Pablo.
I have a print on my wall of the Marx Brothers. Well, its actually just Chico, Harpo and Groucho. I like the photograph itself because they all have this kind of half smile but Harpo, who is in the middle, is the only one looking at the camera. The other two are looking at him as if he just said something inappropriate… which, of course, never happened. My dad constructed this print for me which I liked because he was the one to expose me to these fantastic old comedies. Plus, in the past, my father’s presents were never very good. Never. Not that I don’t appreciate them when I can convince myself he thought about it for more than 5 minutes, which is rare. And even with the print, I had asked him to make it for me long long before he gave it as a present.

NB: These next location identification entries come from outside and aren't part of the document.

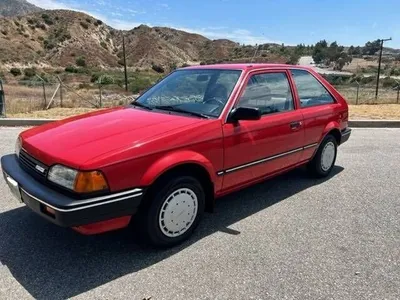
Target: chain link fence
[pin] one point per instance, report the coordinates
(36, 95)
(27, 96)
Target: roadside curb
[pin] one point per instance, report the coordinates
(375, 123)
(24, 122)
(354, 124)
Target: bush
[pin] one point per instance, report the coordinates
(95, 77)
(15, 71)
(157, 68)
(49, 44)
(84, 25)
(80, 61)
(29, 72)
(369, 79)
(106, 79)
(71, 69)
(389, 82)
(139, 84)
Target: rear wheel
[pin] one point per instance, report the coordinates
(175, 210)
(324, 160)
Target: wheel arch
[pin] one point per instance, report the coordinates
(333, 128)
(182, 163)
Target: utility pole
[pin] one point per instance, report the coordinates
(126, 74)
(379, 66)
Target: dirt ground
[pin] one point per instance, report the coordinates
(357, 112)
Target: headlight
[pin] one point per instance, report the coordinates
(80, 182)
(18, 146)
(63, 176)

I haven’t spoken to my father in several months. Probably the longest we’ve gone. Please don’t think I don’t love my father or that I think he raised me poorly, because its simply not true. His faults are only apparent now that I’m much older. Recently, I started to feel that I was defending him a lot. Trying to convince everyone else that he was just a little flighty. That generosity and selflessness existed if maybe a little hard to see. Not to strangers, of course. To them he is a goofy artist sweetheart. But to those he’s known the longest, its hard to tell if he cares about you or if he just likes to hear the sound of his own voice. It began to take a lot of poking and prodding to extract him from his own little world. Like a teenager. That’s what finally pushed me over the edge; I was somehow expected to maintain the relationship. I was supposed to be thankful he brought me into this world while giving him undying support as his mind went somewhere else when I wasn’t talking about him. So this last time he confused something I had told him a number of times (causing somewhat of a problem for me) I just couldn’t laugh it off. In fact I couldn’t say anything. So I didn’t, and I haven’t.
So I look at Harpo, with that sheepish expression and I think of my dad. Half smiles. It’s a great picture even if its warping after only 3 months because its was pasted to a board most likely 5 minutes before I received it as a present. Just like everything else. I don’t want it to fall apart. I want it to be better.